Roanoke Cultural Endowment was a primary Arts Pop sponsor in 2020, using funds from that 2018 special gift. This year, the endowment’s involvement is more novel. Making use of a $30,000 American Rescue Plan Act grant awarded by the city of Roanoke, RCA has partnered with Buzz4Good, a Roanoke-based television show that airs on Blue Ridge PBS, in which founder and host Michael Hemphill arranges for regional nonprofits to receive pro bono marketing assistance.
The first “Buzz” episode of a six-part series funded by the grant, which aired Feb. 23 and can be viewed at https://youtu.be/hEO7jN0ATrU, previewed preparations for Roanoke Arts Pop!, and the second episode has been recording live through this weekend, documenting the event.
“These episodes are specifically to raise awareness of arts and culture as being a vibrant contributor to our community in pandemic recovery,” said RCE Executive Director Shaleen Powell.
“The arts and cultural community is economic development,” Howard said.
Roanoke’s primary economic development and tourism thrust puts emphasis on outdoor activities augmented by the natural beauty of the Blue Ridge Mountains.
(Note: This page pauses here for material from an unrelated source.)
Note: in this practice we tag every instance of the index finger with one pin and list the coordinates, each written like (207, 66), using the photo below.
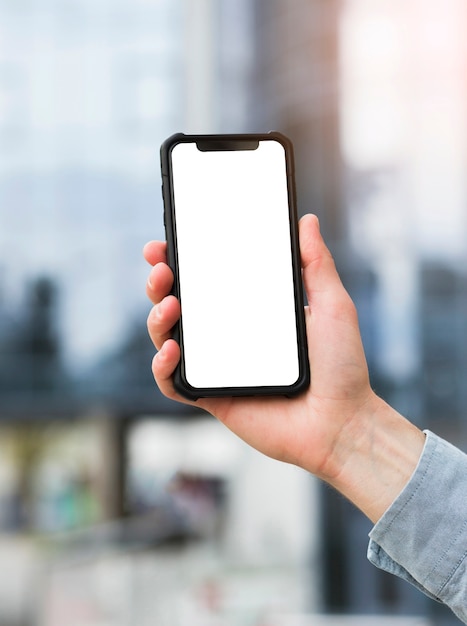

Yet, when giving guidance to Roanoke Valley visitors, “we encourage people to be ‘trailsetters,’ but we make sure that we define ‘trailsetters’ as not just pulling out on a hiking trail or a bike trail, but making a trail for the arts, for cuisine, for railroad history, for the incredible variety that we have,” Howard said.
As he put it, even a beautiful beach destination is hard to market “if there’s nothing else there.” Roanoke actually stands up well against a bigger destination, such as, say, Anaheim, California. “They’re great places, but it may take you five hours to get from one place to the other,” Howard said. “Everything here is 15 minutes to 30 minutes away.”
This appeal goes beyond tourism. “The vibrant arts community and the cultural richness of Roanoke have been major factors in the ability of the Fralin Biomedical Research Institute at VTC to attract leading medical research teams and their families to Roanoke,” Fralin Institute Founding Executive Director Michael Friedlander has said.
“There’s not too many communities our size that have the dynamic offerings that we have,” Howard said. “I think when people move here, it’s a pleasant surprise to them.”
Therefore, Roanoke Arts Pop! isn’t just previewing the year in the arts. It’s putting on a demonstration of our whole region, both for the curious who stop by and for those of us who live here, showing us what more there is to explore.